A total of 178 412 Zimbabweans who were on exemption permits are expected to return to the country at the end of June if they fail to get alternative permits.
Zimbabweans on exemption permits are, however, believed to be only a small fraction of Zimbabweans living in the neighbouring country.
Writing in his weekly column in the Sunday Mail, Mnangagwa said it was important to welcome back returning citizens because Zimbabwe was their home. It was therefore their inalienable right to be accommodated back in their homeland.
“In leaving the country to scout for opportunities, they never renounced their citizenship; if anything, they became even more acutely aware of its value and the need for it to assure them of a permanent place they call home,” he said.
“Second, no returning citizen is a cost to his country of birth. These returning citizens are highly skilled and proficient in various trades we need for the recovery and growth of our economy. They are, thus, part of our manpower strategy for National Development Strategy 1 and Vision 2030,” the President said.
“Even where some might have weak or no skills, it is our responsibility to equip them with skills that guarantee them gainful employment and a wherewithal to live.
“Third and broadly, for far too long, detractors of both Zimbabwe and South Africa have been using this Zimbabwe emigre community to attack and strain our excellent bilateral relations.
“Equally, the false ogre created out of this emigre community was being used to dodge frank and honest discussions on the baneful legacies of colonialism and apartheid in our whole region, and on the impact of illegal and punitive Western sanctions against Zimbabwe on our region.”
Mnangagwa said with Zimbabweans out of the way, “this red herring will no longer be available for abuse by these detractors who now have to confront real facts of a bad history and vindictive contemporary politics of illegal sanctions”.

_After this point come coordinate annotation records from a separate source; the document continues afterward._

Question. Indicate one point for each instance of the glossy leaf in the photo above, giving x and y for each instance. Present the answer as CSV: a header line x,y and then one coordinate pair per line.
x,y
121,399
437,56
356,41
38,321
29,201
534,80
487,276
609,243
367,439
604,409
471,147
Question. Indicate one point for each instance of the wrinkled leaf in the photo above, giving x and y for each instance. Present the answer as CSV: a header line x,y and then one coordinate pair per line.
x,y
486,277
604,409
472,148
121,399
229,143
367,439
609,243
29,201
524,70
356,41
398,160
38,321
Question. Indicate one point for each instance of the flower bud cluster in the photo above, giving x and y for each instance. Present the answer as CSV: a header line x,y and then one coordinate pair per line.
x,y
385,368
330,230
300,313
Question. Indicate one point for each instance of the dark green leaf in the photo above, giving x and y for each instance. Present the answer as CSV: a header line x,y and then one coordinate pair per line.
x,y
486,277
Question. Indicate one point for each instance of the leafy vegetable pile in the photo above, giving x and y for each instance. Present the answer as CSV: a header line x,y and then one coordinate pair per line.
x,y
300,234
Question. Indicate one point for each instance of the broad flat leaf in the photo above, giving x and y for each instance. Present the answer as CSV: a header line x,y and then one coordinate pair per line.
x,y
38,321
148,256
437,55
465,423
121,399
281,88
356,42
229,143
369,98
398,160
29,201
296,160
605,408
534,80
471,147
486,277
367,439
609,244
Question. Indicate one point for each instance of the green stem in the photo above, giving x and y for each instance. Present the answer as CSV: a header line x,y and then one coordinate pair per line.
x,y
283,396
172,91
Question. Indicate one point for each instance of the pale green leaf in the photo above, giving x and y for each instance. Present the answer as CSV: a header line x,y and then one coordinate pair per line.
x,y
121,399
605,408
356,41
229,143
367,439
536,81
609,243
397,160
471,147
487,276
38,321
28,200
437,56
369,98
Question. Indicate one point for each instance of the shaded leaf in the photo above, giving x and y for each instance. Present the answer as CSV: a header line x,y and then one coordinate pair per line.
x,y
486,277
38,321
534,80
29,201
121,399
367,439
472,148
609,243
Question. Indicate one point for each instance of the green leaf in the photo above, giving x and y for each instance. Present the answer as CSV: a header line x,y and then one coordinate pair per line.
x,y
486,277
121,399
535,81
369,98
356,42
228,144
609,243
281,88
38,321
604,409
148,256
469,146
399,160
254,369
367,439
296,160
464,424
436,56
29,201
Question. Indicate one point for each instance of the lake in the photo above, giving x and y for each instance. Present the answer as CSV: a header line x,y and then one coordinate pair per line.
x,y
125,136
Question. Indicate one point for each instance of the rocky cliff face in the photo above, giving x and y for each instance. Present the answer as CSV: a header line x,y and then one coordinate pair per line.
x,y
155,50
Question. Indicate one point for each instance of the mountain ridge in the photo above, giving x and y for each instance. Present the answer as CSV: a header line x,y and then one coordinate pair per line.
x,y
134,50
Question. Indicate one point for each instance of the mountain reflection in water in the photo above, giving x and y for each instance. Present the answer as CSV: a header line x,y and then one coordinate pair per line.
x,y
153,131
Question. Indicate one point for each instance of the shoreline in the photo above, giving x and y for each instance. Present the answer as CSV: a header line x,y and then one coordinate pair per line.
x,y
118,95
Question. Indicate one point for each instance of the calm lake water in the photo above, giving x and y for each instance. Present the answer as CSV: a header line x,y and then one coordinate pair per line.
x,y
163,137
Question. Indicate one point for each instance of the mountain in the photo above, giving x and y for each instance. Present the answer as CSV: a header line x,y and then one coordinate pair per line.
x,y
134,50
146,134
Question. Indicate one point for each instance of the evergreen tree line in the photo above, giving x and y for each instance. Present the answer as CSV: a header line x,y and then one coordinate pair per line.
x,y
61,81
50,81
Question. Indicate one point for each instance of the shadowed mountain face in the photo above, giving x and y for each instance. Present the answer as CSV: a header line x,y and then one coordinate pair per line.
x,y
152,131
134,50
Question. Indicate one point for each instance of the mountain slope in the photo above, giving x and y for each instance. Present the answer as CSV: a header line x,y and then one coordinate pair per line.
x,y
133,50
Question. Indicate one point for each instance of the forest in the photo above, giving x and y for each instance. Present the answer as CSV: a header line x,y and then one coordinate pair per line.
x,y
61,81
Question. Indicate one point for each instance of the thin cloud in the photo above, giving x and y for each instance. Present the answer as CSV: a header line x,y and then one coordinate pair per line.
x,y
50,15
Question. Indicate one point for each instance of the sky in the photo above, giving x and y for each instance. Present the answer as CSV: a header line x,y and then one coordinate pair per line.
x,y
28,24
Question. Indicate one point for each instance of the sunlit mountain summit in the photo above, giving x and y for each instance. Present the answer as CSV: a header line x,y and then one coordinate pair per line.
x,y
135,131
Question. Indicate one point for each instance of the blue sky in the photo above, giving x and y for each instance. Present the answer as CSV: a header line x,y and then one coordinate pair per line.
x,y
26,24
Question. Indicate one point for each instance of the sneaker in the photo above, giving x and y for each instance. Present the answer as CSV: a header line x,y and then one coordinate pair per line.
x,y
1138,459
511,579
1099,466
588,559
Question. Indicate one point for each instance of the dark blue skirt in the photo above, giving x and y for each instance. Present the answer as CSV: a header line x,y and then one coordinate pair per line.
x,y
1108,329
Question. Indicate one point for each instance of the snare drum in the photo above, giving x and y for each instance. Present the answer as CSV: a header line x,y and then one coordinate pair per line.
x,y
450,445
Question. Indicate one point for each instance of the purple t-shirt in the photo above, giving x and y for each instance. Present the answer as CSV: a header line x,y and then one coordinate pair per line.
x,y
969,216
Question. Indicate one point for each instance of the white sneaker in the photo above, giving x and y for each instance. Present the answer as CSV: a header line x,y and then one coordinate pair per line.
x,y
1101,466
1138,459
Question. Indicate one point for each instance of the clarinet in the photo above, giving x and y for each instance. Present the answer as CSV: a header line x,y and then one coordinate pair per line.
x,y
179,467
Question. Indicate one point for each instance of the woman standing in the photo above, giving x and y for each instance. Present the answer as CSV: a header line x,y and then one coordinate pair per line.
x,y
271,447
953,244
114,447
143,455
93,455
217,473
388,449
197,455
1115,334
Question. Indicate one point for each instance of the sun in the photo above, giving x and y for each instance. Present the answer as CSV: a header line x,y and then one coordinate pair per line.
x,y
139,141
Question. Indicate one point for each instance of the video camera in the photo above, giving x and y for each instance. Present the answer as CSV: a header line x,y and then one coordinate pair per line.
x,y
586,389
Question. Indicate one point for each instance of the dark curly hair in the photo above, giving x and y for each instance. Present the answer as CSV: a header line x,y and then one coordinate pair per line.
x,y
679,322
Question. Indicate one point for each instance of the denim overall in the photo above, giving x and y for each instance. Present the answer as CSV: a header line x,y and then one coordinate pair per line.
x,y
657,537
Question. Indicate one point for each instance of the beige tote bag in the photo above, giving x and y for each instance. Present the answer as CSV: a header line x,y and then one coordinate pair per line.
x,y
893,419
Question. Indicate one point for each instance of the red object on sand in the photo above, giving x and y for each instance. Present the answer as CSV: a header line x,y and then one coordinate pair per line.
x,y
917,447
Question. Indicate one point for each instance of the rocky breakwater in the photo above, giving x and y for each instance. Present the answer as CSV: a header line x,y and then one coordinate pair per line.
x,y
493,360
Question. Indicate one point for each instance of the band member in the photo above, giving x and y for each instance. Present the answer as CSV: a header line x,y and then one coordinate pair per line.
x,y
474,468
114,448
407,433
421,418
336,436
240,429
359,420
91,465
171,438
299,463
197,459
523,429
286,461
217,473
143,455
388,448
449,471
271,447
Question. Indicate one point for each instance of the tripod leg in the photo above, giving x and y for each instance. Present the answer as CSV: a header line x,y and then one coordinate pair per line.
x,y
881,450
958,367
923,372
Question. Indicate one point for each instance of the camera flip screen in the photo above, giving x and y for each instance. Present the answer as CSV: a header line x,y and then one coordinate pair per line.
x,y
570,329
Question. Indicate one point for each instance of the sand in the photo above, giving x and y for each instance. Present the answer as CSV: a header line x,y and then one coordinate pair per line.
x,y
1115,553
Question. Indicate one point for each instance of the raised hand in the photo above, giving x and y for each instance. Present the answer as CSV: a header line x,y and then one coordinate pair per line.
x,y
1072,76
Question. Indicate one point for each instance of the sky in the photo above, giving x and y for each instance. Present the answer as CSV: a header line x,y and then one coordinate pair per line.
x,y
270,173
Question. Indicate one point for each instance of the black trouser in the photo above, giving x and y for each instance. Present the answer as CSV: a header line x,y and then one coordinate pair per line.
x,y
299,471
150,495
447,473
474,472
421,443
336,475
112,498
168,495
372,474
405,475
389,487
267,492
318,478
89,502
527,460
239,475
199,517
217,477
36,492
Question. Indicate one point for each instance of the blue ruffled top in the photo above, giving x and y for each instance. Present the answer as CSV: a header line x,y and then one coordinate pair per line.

He went on: “Equally, those who have been scapegoating our nationals resident in South Africa for persistent ills stemming from a long apartheid will now have to explain why certain problems will continue to bedevil our two post-colonial and post-apartheid societies long after the last Zimbabwean has left South African soil.
“Removing migrant Zimbabwean labourers out of this deliberately distorted equation will help us see reality, however hard, and help us all to plan our relations in the context of regional integration and the hope for a continental free trade area where capital, goods, services and labour freely move across borders.
“Above all, this will help us plan for a spatially balanced regional industrialisation policy to ensure no one economy spews surplus labour to the rest, while another plays sponge to high unemployment in the rest. We are on the cusp of a new Southern Africa.”